This is kind of a common question here, but one point I haven't seen addressed in detail:
While sight-reading, it is recommended to practice jumps (over an octave) without looking, which is difficult, but evidently possible after a lot of practice and effort. So far I have only seen one method for practicing this, but it is not very pleasant and a bit frustrating, as it does not give a sense of step-wise progression: The method I am referring to, is to just "try" to blindly find the right keys, where the "trying" is either guessing, or touching around the keyboard to find landmarks based on the black keys.
The guessing part is important for building the spatial awareness, but clearly there is no easy start, and the result is qualitative: "you either get it or not". So there is no real practice here, just absolute result.
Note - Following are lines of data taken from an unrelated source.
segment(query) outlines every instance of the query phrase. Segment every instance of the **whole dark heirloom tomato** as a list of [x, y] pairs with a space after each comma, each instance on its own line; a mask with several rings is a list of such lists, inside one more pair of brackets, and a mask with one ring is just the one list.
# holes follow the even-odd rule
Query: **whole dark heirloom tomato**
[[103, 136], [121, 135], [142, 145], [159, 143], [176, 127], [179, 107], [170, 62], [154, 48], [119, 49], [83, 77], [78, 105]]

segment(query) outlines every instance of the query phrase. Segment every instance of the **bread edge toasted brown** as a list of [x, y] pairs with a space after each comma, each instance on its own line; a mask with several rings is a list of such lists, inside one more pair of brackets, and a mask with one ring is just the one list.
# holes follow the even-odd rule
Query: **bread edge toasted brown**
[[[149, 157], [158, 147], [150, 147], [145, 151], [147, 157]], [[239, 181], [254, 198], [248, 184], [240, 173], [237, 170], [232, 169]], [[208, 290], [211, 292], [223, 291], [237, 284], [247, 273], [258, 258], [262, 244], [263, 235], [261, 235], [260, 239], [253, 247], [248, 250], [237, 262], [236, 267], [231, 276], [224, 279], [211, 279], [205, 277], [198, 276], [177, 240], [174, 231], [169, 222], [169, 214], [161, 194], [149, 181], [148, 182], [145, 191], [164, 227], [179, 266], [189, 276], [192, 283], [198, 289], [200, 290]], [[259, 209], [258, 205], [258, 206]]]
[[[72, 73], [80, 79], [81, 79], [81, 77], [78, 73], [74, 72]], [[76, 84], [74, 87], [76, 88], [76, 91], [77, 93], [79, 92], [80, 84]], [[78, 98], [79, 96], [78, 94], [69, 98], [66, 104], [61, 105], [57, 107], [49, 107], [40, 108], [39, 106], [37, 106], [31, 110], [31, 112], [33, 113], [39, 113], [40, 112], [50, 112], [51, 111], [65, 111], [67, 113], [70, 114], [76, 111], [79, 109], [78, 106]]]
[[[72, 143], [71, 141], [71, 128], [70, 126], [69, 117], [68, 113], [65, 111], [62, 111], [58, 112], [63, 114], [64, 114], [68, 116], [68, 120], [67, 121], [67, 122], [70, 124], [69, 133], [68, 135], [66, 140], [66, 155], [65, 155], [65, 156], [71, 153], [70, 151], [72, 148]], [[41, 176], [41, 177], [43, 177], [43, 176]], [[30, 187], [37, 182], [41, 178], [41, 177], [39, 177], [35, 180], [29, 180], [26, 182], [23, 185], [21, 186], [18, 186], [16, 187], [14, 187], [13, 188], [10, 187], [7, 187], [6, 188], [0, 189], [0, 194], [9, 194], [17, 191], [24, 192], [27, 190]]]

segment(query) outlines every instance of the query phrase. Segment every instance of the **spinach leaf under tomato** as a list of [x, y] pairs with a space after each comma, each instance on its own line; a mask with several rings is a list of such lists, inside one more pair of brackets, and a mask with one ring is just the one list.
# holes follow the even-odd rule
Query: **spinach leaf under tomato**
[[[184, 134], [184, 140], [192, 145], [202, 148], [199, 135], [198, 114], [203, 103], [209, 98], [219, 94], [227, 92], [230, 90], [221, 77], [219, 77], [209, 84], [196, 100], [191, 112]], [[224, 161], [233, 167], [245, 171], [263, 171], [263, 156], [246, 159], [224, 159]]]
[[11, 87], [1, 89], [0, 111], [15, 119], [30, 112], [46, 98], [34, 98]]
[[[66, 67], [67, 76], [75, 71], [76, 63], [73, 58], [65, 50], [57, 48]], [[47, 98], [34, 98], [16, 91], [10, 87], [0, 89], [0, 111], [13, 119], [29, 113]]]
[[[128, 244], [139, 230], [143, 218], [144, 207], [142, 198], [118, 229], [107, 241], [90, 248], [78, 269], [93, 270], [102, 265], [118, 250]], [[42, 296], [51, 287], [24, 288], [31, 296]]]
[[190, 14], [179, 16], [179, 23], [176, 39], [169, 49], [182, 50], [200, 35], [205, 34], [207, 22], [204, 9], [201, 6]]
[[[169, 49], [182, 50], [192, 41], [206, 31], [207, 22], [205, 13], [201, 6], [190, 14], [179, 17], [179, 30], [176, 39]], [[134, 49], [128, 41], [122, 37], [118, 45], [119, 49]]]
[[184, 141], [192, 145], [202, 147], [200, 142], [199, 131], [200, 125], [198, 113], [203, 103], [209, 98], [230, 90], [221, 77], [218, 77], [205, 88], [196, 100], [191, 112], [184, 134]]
The finding landmarks method is what I have most conflict with. Touching around the keyboard blindly is a way to find the position, but this is not something that will happen during real playing, so its not something you should get good at (is it?). It feels like a waste of time to practice this, and instead it seems way more important to practice looking quickly at the keyboard without missing the part of the score you are reading. But this is hardly ever addressed (and even frowned upon).
As an example for this in a real practice session, my hand jumps to the position of the new chord, but I am not sure if I am over the right keys. Shortly looking down will quickly tell me that I am just shifted by one tone, so its a quick adjustment. If I want to get this reassurance without looking, I have to remove the hand of the position altogether and start touching around for black keys, therefore the "jump" is lost, and suddendly I am training to find the position from a totally different one than the original set by the music.
Is there a reason for this? Do professional piano players really practice "touching around the keys" and do this in real time?